Friday, October 30, 2015

Falls, Dreams, and the Wordos Reading

Last Sunday we went on a hike to a fall near Silverton.  It's a smallish creek, but it flows over a tough basalt lip.  Softer soil underneath the basalt has eroded out, so the trail makes a crescent through a cave behind the falls.  A maple grows near the bottom of the fall, and twines around the basalt lip, a natural bonsai twisting to trap as much sunlight as possible.  Within  the wide cave, there's a bench, and it's dry.  Sitting in the shadow of stone, the sunlight flows through the falling droplets of  the spray. I imagine that it would be the sort of place to sit and write haiku.

Tonight (Tuesday) is the Wordos Halloween reading.  As usual, my story is about 300 words over the thousand word limit, so I have some trimming to do.  

I had a very weird dream Tuesday morning.  I think it started out with men in a hott-ub or something.  Then I was at a kind of book fair.  Then I was introducing Mark and The Child to K.W. at her house, who was much more harsh Southerner than I've ever encountered her.  Then we were trying to beat a storm home, and I had to drive the car through some water.  There was a break, and I was staying with a Mexican family and at first the very traditional father thought I was having an affair with his daughter, but then the dream shifted and they thought she was a lesbian.

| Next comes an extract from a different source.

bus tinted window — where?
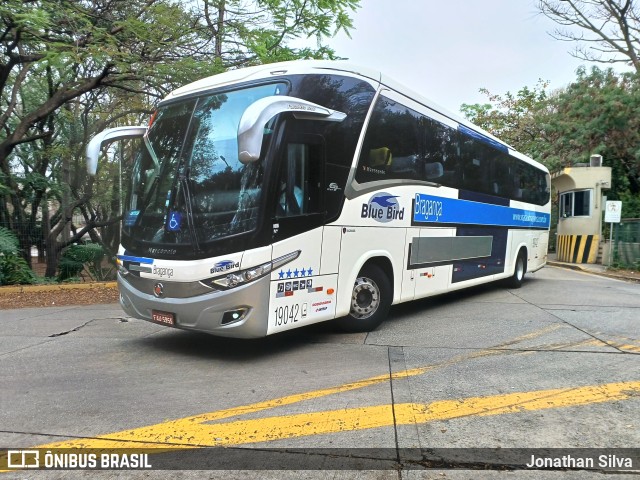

The short story for the Halloween reading was received well.  By changing the POV from a whiney teen (essentially) princess to a self-possessed kung-fu instructor, and making the teen character a sullen boy, I side-stepped narrative summary whine to the plot.  People seemed to appreciate the teen's "whatever" voice.  (Although there was a discussion of whether teens say "whatever" or something new).

There were thirtteen stories in all, and they spanned the range from funny to creepy to interesting.  A number of stories addressed the changing traditions of Halloween, lamenting how the holiday has gotten tamer.  Some alumni-members returned and read their stories, and it was nice to catch up a little with them.